File spoon-archives/marxism.archive/marxism_1994/marxism.Jul12-Aug17.94, message 135


From: SUBTILE-AT-aol.com
Date: Wed, 27 Jul 94 15:09:56 EDT
Subject: d jones and environmentalism


"Only the direct socialization of production and its conscious subordination
to the democratically determined needs of the masses, can lead to a new
development of technology and science promoting the self-development , and
not the self-destruction, of individuals and of mankind."
 -Ernest Mandel, from LATE CAPITALISM (p. 576)

Readers,
I had trouble with d jones's comments on "the environmentalist critique of
capitalism," especially where false dilemmas were presented.  For instance:

(d jones) "Is the environmentalist critique of capitalism similar to
Ricardo's fear of soil depletion and rent hikes?"

My question here would be -- is there only one "THE" environmentalist
critique of capitalism?  obviously NO there are many different
environmentalist critiques of capitalism, and the ones that are "similar to
Ricardo's fear of soil depletion and rent hikes" do not make an ecomarxism.

(d jones) "is the limit to capital the rebellion of nature or the revolution
of wage-slaves?"

My question here would be -- does it have to be one or the other?  Couldn't
the incipient death of planet earth precipitate the revolution of
wage-slaves?  (A situation along these lines might be brewing in Brazil,
where the victory of the Partido Obrero might be able to slow the destruction
of the Amazon rainforest, which is one of the earth's main oxygen supplies.)
 Do the limits of capital have nothing to do with the rebellion of nature?  I
would advise marxists who are really interested in the problem instead of
continuing the debate in nauseatingly libertarian fashion to read Donella
Meadows' BEYOND THE LIMITS to examine whether there there is any validity at
all to the argument that capitalism can exploit the environment indefinitely
without any basic (socialist) change in its social structure.

(d jones) "a side question: does environmentalism in the imperialist
countires share with big capital an interest in relocating to the
neo-colonial countries certain environmentally disastrous activity, which
requires a devalued dollar to remain profitable on the world market -- that
devaluation being at the expense of certain high-value activities in the
first world: specialty microchips, biotech, advanced machinery of all kinds."
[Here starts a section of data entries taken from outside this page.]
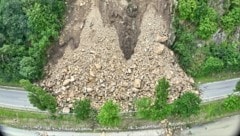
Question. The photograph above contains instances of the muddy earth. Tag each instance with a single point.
(114, 50)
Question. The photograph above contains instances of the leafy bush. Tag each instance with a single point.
(40, 98)
(212, 65)
(82, 109)
(187, 105)
(232, 103)
(160, 109)
(186, 8)
(237, 88)
(228, 53)
(109, 115)
(159, 114)
(231, 19)
(207, 25)
(28, 68)
(144, 108)
(161, 93)
(27, 28)
(13, 21)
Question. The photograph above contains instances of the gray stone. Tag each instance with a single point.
(66, 82)
(137, 83)
(66, 110)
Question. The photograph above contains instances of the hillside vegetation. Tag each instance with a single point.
(208, 36)
(27, 28)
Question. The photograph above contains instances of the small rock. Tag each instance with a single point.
(159, 49)
(66, 110)
(98, 66)
(66, 82)
(89, 90)
(161, 39)
(137, 83)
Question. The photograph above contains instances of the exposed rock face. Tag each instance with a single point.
(97, 68)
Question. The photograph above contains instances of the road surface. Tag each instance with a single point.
(18, 132)
(14, 98)
(224, 127)
(217, 90)
(228, 126)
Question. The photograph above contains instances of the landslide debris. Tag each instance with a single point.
(114, 49)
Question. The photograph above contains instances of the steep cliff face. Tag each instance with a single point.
(114, 50)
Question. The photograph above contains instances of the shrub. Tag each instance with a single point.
(231, 19)
(161, 93)
(159, 114)
(211, 65)
(187, 105)
(232, 103)
(82, 109)
(109, 115)
(28, 68)
(40, 98)
(144, 108)
(237, 88)
(208, 25)
(186, 8)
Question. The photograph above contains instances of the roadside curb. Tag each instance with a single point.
(10, 87)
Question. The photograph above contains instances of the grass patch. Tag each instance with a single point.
(12, 84)
(32, 120)
(42, 121)
(209, 112)
(218, 77)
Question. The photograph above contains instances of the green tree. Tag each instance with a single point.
(188, 104)
(144, 108)
(161, 93)
(39, 97)
(237, 88)
(109, 115)
(232, 103)
(13, 21)
(82, 109)
(186, 8)
(28, 68)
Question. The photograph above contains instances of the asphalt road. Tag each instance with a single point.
(210, 91)
(14, 98)
(228, 126)
(18, 132)
(217, 90)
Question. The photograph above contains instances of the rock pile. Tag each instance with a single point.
(97, 69)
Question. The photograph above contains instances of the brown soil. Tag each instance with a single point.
(113, 49)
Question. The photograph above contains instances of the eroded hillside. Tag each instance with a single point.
(114, 50)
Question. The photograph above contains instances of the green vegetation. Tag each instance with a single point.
(220, 107)
(185, 106)
(39, 97)
(198, 54)
(27, 29)
(237, 88)
(188, 104)
(208, 112)
(82, 109)
(109, 115)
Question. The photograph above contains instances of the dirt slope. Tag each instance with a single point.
(114, 49)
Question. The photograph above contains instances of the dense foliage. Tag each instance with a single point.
(40, 98)
(82, 109)
(185, 106)
(109, 115)
(188, 104)
(199, 54)
(27, 28)
(237, 88)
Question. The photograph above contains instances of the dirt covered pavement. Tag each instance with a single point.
(114, 49)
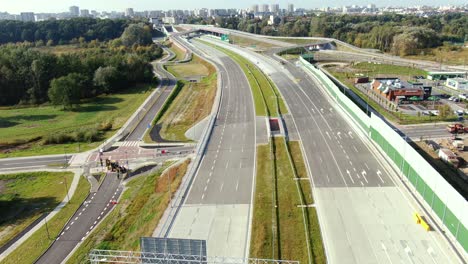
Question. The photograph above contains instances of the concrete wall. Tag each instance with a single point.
(445, 202)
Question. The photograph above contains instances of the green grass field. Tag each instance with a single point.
(21, 125)
(248, 42)
(33, 247)
(265, 94)
(399, 117)
(180, 54)
(24, 197)
(280, 232)
(137, 214)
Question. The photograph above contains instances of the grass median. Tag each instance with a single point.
(191, 103)
(24, 129)
(137, 214)
(38, 243)
(282, 231)
(24, 197)
(264, 92)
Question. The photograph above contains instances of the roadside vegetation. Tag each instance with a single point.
(24, 197)
(137, 214)
(281, 227)
(347, 75)
(265, 94)
(189, 102)
(28, 131)
(58, 99)
(37, 244)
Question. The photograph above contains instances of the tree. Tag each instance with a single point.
(65, 91)
(136, 34)
(106, 77)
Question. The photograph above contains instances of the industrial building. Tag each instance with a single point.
(457, 83)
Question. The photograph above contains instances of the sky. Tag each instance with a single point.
(39, 6)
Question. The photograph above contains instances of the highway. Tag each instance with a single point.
(31, 163)
(365, 216)
(90, 213)
(218, 204)
(168, 82)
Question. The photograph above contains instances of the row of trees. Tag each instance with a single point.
(402, 34)
(61, 31)
(34, 77)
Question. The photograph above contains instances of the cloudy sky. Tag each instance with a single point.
(16, 6)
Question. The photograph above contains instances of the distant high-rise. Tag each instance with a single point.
(27, 17)
(274, 8)
(129, 12)
(74, 11)
(263, 8)
(84, 12)
(254, 8)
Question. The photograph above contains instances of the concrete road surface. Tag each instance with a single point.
(218, 204)
(365, 214)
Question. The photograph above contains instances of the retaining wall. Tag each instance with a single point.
(445, 202)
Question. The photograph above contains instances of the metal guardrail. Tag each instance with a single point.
(188, 179)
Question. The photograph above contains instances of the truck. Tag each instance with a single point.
(457, 129)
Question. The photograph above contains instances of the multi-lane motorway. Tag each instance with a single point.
(218, 204)
(365, 216)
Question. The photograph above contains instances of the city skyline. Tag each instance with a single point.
(55, 6)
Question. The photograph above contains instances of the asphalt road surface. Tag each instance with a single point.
(90, 213)
(33, 162)
(364, 216)
(167, 85)
(218, 204)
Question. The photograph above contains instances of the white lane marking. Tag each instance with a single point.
(365, 164)
(379, 173)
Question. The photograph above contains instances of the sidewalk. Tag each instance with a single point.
(71, 192)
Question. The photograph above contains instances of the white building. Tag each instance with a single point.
(254, 8)
(457, 83)
(274, 8)
(74, 11)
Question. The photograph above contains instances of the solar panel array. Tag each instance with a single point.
(180, 250)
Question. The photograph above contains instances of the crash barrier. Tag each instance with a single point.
(193, 167)
(449, 206)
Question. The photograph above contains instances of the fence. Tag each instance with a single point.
(447, 204)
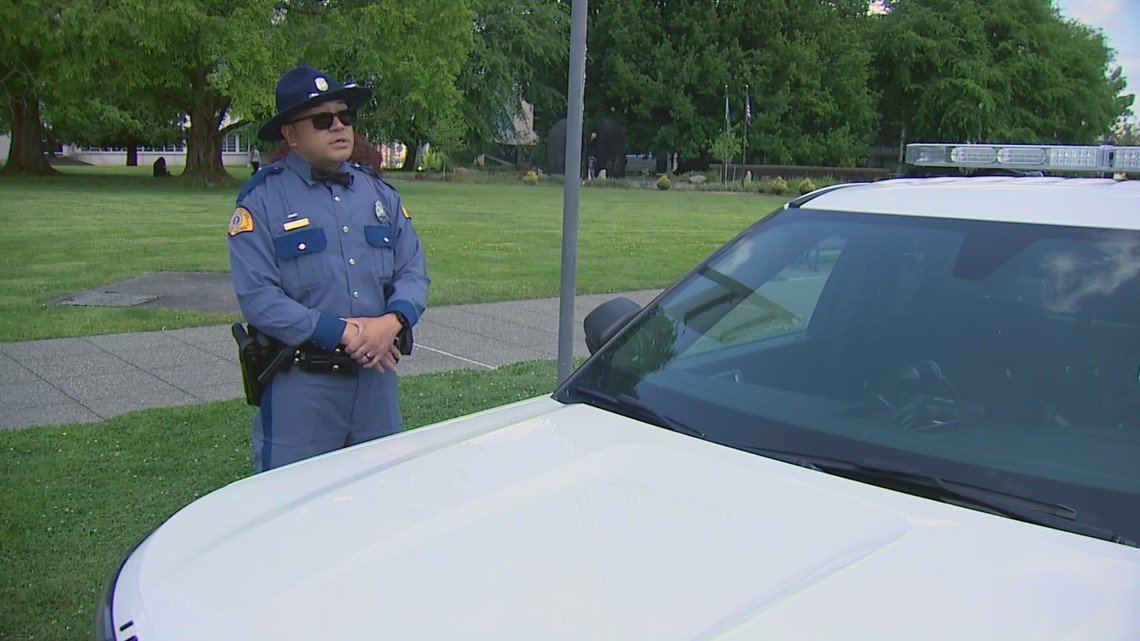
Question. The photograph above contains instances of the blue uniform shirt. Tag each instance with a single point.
(304, 253)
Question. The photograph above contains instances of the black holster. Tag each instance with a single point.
(261, 356)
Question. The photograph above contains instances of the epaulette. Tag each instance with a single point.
(258, 178)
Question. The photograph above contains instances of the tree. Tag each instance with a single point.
(993, 71)
(209, 61)
(724, 148)
(660, 69)
(30, 43)
(410, 54)
(518, 47)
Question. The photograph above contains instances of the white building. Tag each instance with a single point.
(235, 152)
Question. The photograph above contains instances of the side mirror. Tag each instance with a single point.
(607, 319)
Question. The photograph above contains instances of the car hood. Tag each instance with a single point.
(548, 521)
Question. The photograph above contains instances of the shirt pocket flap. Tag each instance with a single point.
(380, 236)
(300, 243)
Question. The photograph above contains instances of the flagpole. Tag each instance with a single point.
(724, 168)
(748, 119)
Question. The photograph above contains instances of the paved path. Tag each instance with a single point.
(94, 378)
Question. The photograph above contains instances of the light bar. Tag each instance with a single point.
(1042, 157)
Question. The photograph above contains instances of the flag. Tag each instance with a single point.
(727, 122)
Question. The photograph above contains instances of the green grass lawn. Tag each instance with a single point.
(76, 497)
(95, 226)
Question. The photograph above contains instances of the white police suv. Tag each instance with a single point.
(894, 411)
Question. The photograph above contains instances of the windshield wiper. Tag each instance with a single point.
(1012, 505)
(628, 405)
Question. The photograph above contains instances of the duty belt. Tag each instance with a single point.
(316, 359)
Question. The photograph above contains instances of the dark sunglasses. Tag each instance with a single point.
(324, 120)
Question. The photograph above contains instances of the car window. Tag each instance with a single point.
(1006, 355)
(780, 306)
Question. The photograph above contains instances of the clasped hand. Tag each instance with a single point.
(372, 341)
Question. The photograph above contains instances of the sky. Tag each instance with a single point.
(1120, 19)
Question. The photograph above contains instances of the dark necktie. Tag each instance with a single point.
(340, 177)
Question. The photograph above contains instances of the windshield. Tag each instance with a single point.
(1006, 356)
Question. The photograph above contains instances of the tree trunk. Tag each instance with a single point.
(412, 155)
(26, 152)
(203, 146)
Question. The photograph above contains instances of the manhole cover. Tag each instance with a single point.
(108, 299)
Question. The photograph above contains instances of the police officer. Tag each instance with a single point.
(324, 258)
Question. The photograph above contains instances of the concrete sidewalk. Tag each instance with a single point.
(94, 378)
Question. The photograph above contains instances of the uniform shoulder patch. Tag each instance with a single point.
(241, 221)
(259, 178)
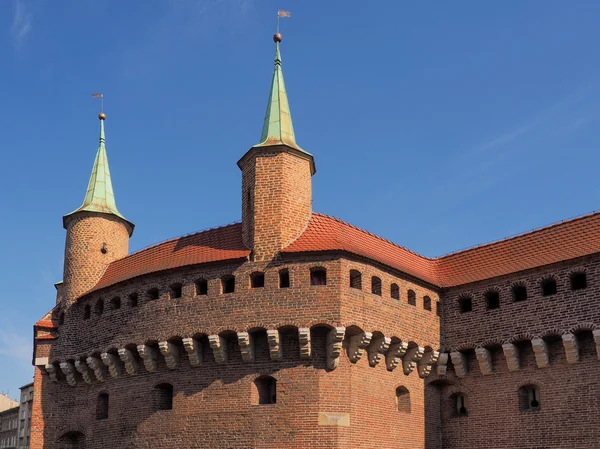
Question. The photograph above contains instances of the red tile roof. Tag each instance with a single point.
(213, 245)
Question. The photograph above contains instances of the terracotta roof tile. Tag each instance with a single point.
(213, 245)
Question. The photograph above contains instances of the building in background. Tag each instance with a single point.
(24, 424)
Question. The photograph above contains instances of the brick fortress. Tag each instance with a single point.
(293, 329)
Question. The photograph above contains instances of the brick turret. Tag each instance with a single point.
(97, 233)
(276, 178)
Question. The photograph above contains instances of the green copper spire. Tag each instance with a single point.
(278, 128)
(100, 196)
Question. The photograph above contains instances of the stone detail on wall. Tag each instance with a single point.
(274, 344)
(97, 367)
(459, 360)
(304, 337)
(484, 357)
(335, 338)
(425, 365)
(410, 359)
(194, 351)
(84, 370)
(170, 352)
(219, 347)
(511, 354)
(377, 349)
(394, 355)
(442, 364)
(113, 363)
(128, 358)
(540, 349)
(571, 346)
(357, 345)
(150, 357)
(246, 343)
(68, 370)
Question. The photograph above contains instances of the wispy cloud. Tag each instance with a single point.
(22, 23)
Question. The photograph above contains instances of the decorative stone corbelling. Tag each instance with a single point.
(274, 344)
(68, 370)
(395, 354)
(304, 337)
(84, 370)
(128, 358)
(97, 367)
(335, 339)
(170, 352)
(571, 346)
(219, 347)
(150, 357)
(459, 360)
(194, 351)
(410, 359)
(377, 349)
(442, 364)
(113, 364)
(357, 345)
(484, 357)
(425, 365)
(246, 343)
(540, 349)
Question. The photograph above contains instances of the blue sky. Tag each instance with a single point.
(438, 125)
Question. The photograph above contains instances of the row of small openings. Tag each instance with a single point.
(356, 282)
(528, 397)
(519, 292)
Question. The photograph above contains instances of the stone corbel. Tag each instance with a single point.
(194, 350)
(377, 349)
(84, 370)
(459, 360)
(357, 345)
(425, 365)
(150, 357)
(128, 358)
(511, 354)
(335, 339)
(304, 337)
(394, 355)
(219, 347)
(540, 349)
(97, 367)
(113, 363)
(484, 357)
(273, 338)
(246, 343)
(170, 352)
(410, 359)
(571, 346)
(442, 364)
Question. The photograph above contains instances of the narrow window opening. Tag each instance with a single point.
(284, 279)
(548, 287)
(163, 397)
(376, 285)
(257, 280)
(176, 291)
(201, 287)
(318, 276)
(465, 304)
(492, 300)
(355, 279)
(427, 303)
(578, 281)
(102, 406)
(228, 284)
(519, 293)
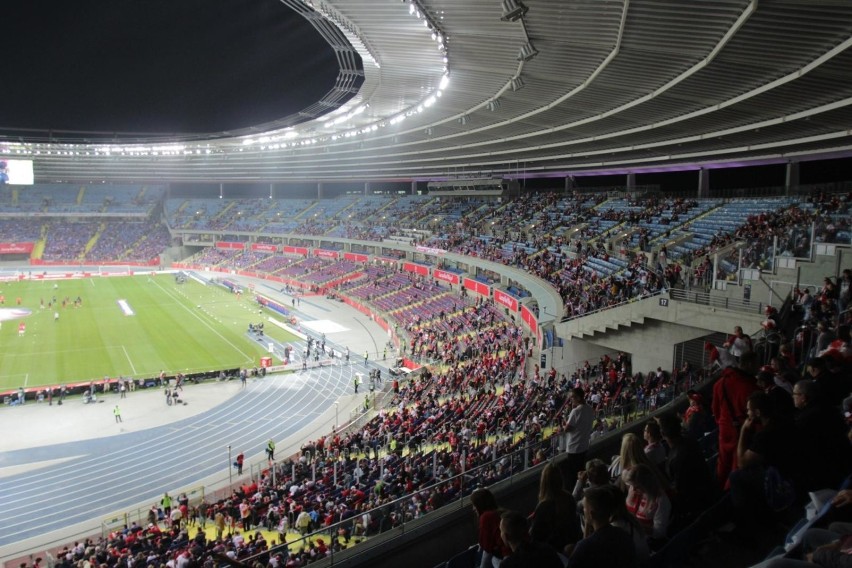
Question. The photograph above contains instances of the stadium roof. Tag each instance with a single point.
(538, 87)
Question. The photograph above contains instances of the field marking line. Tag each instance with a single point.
(210, 327)
(132, 366)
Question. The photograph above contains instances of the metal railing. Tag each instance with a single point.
(707, 299)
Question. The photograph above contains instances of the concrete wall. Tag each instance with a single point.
(650, 345)
(830, 260)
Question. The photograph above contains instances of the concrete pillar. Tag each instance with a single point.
(703, 182)
(791, 179)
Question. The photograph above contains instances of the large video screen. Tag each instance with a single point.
(16, 172)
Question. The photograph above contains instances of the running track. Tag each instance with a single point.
(103, 476)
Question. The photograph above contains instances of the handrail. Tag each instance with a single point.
(707, 299)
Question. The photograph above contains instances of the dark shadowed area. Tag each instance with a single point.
(158, 66)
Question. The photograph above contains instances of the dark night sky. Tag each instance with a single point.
(157, 66)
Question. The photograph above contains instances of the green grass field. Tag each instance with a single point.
(174, 327)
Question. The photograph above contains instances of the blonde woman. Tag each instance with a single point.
(632, 454)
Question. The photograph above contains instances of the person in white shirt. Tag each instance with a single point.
(578, 430)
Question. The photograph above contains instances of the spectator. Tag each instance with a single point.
(525, 552)
(764, 444)
(491, 544)
(692, 485)
(730, 394)
(603, 545)
(648, 502)
(579, 431)
(555, 520)
(654, 448)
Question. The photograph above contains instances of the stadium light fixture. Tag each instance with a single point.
(513, 10)
(527, 52)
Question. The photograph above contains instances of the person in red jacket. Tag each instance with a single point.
(730, 397)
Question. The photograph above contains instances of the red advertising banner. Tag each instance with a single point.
(415, 268)
(505, 299)
(225, 244)
(529, 318)
(477, 286)
(16, 248)
(295, 250)
(322, 253)
(450, 277)
(264, 247)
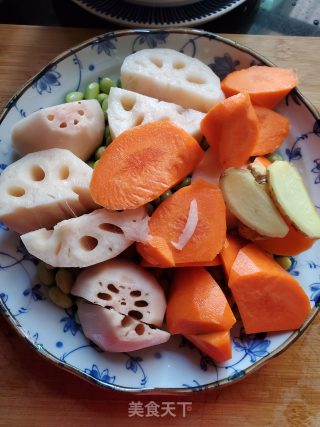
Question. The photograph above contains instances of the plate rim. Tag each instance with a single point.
(136, 24)
(13, 321)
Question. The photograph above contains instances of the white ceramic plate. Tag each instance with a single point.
(53, 332)
(145, 16)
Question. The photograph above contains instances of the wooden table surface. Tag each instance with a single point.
(285, 392)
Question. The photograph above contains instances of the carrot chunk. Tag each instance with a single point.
(142, 163)
(267, 86)
(196, 304)
(232, 128)
(216, 344)
(169, 220)
(214, 263)
(262, 161)
(291, 244)
(230, 250)
(268, 297)
(273, 130)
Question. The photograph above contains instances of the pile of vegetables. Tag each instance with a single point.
(146, 234)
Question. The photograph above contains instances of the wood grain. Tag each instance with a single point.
(285, 392)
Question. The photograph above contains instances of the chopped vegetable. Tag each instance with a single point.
(116, 332)
(88, 239)
(267, 86)
(167, 223)
(293, 243)
(268, 297)
(142, 163)
(215, 344)
(196, 304)
(291, 196)
(273, 130)
(189, 228)
(44, 188)
(230, 250)
(128, 109)
(124, 286)
(209, 169)
(250, 202)
(232, 129)
(170, 76)
(76, 126)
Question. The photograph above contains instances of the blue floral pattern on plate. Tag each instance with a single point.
(54, 332)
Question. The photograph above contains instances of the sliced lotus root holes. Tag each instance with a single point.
(157, 62)
(128, 102)
(104, 296)
(88, 243)
(16, 191)
(126, 321)
(195, 79)
(135, 293)
(135, 314)
(58, 248)
(113, 288)
(178, 65)
(111, 228)
(141, 303)
(138, 121)
(140, 329)
(64, 172)
(37, 173)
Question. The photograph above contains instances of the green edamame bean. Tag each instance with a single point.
(91, 163)
(106, 132)
(104, 107)
(156, 202)
(149, 208)
(99, 152)
(183, 183)
(92, 91)
(203, 144)
(106, 84)
(273, 157)
(108, 141)
(64, 280)
(59, 298)
(101, 97)
(165, 195)
(74, 96)
(284, 262)
(45, 276)
(49, 267)
(77, 318)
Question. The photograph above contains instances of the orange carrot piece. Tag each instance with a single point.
(269, 299)
(232, 220)
(273, 130)
(232, 128)
(262, 160)
(214, 263)
(216, 344)
(159, 253)
(196, 304)
(142, 163)
(291, 244)
(267, 86)
(169, 219)
(230, 251)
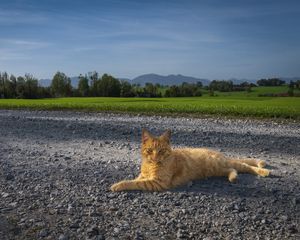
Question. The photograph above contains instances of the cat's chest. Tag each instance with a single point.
(151, 170)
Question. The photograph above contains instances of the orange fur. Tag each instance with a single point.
(164, 168)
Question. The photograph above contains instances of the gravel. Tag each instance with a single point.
(56, 169)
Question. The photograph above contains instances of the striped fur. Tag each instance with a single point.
(164, 168)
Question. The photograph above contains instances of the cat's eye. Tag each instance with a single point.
(162, 151)
(149, 150)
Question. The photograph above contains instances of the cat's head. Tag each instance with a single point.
(156, 149)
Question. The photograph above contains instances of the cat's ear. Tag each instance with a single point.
(145, 135)
(166, 135)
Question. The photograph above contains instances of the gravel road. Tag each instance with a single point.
(56, 169)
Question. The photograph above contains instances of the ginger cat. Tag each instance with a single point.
(164, 168)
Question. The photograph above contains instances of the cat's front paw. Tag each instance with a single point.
(120, 186)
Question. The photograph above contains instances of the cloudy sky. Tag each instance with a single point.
(212, 39)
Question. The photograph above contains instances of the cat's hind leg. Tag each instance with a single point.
(245, 168)
(232, 175)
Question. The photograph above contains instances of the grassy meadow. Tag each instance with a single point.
(239, 104)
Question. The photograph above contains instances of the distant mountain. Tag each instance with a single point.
(167, 80)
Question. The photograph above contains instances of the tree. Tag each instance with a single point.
(83, 86)
(109, 86)
(126, 89)
(270, 82)
(61, 85)
(94, 83)
(20, 90)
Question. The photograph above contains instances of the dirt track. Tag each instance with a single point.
(56, 169)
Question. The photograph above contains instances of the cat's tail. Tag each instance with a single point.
(249, 166)
(252, 162)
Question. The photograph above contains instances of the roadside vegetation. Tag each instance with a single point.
(270, 98)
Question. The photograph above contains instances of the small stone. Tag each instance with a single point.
(74, 225)
(43, 233)
(93, 231)
(5, 195)
(9, 177)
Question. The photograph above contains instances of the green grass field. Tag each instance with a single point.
(236, 104)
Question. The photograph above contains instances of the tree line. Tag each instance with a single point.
(93, 85)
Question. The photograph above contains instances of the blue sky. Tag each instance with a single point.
(214, 39)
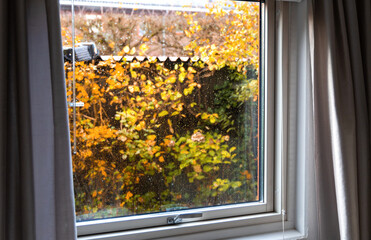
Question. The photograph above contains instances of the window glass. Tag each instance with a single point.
(164, 104)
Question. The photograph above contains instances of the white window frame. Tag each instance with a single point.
(280, 188)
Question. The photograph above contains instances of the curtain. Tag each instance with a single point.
(36, 190)
(340, 44)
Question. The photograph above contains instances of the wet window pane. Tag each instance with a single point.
(167, 104)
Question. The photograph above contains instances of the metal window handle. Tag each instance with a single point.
(179, 218)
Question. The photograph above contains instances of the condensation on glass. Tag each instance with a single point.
(167, 104)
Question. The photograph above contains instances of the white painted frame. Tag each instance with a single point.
(242, 219)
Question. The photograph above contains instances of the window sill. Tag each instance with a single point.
(250, 227)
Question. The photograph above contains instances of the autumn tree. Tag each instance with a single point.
(154, 137)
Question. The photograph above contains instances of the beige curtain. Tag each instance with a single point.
(340, 36)
(36, 190)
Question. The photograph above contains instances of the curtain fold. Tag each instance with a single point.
(340, 61)
(36, 200)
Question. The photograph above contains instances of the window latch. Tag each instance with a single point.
(179, 218)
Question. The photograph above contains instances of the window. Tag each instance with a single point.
(166, 125)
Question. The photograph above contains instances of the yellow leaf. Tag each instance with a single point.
(126, 49)
(128, 195)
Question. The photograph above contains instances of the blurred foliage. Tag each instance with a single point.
(154, 137)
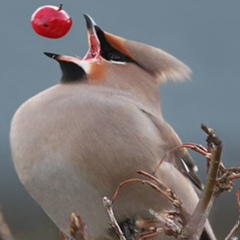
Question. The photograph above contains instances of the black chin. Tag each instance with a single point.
(71, 72)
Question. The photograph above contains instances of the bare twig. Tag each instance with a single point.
(5, 233)
(195, 226)
(78, 229)
(235, 231)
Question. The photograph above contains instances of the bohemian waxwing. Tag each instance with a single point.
(75, 142)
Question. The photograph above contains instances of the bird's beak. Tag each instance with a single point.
(94, 43)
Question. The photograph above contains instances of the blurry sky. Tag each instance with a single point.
(203, 34)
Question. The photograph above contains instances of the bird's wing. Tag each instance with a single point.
(181, 157)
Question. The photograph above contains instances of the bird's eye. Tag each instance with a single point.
(115, 57)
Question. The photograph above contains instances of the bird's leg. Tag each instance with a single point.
(109, 206)
(195, 147)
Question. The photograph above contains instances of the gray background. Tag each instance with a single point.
(204, 34)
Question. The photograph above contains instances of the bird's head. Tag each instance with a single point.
(110, 56)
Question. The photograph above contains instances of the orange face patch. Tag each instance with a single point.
(98, 72)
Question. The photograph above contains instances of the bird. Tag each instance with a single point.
(75, 142)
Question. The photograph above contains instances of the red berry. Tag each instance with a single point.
(51, 22)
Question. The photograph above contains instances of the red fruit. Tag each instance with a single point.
(51, 22)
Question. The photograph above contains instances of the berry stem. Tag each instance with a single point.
(60, 7)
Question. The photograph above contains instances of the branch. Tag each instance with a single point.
(5, 233)
(195, 226)
(235, 231)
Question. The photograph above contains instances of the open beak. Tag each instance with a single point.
(94, 43)
(94, 51)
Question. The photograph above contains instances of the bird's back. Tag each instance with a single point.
(83, 141)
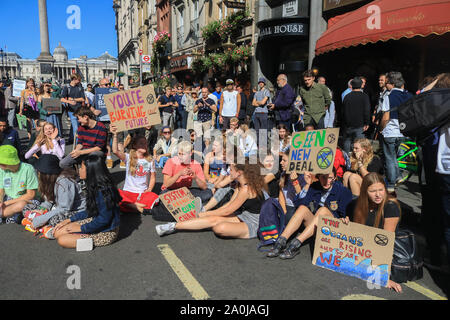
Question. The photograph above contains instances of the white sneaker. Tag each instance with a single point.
(164, 229)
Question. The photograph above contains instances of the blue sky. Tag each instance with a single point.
(19, 20)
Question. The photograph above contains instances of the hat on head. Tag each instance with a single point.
(48, 164)
(8, 155)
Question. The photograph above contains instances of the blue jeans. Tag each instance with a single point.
(390, 147)
(74, 125)
(350, 135)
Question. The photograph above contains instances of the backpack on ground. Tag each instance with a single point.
(271, 222)
(407, 264)
(424, 112)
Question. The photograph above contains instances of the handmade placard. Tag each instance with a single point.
(354, 249)
(52, 105)
(181, 204)
(133, 109)
(313, 151)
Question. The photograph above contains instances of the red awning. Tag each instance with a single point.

First of all, I don't get how a weak dollar is bad for first-world production
of "high-value activities" -- technological progress for capitalist purposes
has already been shifted from production here in the US to the Third World by
the multinationals, hasn't it?  Secondly, environmentally disastrous
activities such as "timber, mining, textile industries" might not survive in
this country without illegal labor practices and hidden Federal subsidies.
 For instance, the timber market in this country could easily give way to
Canadian lumber (which is cheaper because Canada has bigger forests) were it
not for the Forest Service, which covers road-building costs and other
overhead for the lumber oligopolies.  Honestly I can't see how the
persistence of a lumber industry in the US can be attributed entirely to a
weak dollar and not also to neomercantilist intervention by the government
itself.
And seriously, how is environmentalist concern for the disappearence of the
ozone layer (for instance), soon to hit Australia, caused by capitalist laws
of intellectual property that keep the "Freon" producers in business,
anything close to a relocation of the creation of environmental problems to
the third world?

(d jones) "Has environmentalism been theorized at the level of the concrete
totality?"

This is the best question asked by I'm not sure the task has been
accomplished to the satisfaction of economic analysts of marxism, and I
myself as a PhD student in Communication may not be up to that task.  I can
recommend

William Leiss, THE DOMINATION OF NATURE, THE LIMITS OF CONSUMPTION, UNDER
TECHNOLOGY'S THUMB

Clive Ponting, A GREEN HISTORY OF THE WORLD

Ernest Mandel, LATE CAPITALISM

Marxists who wish to bring socialism to the earth ignore the environment at
their own peril, as the examples of Chernobyl, Bitterfeld, and the shrinkage
of the Aral Sea, all caused by "communists," show.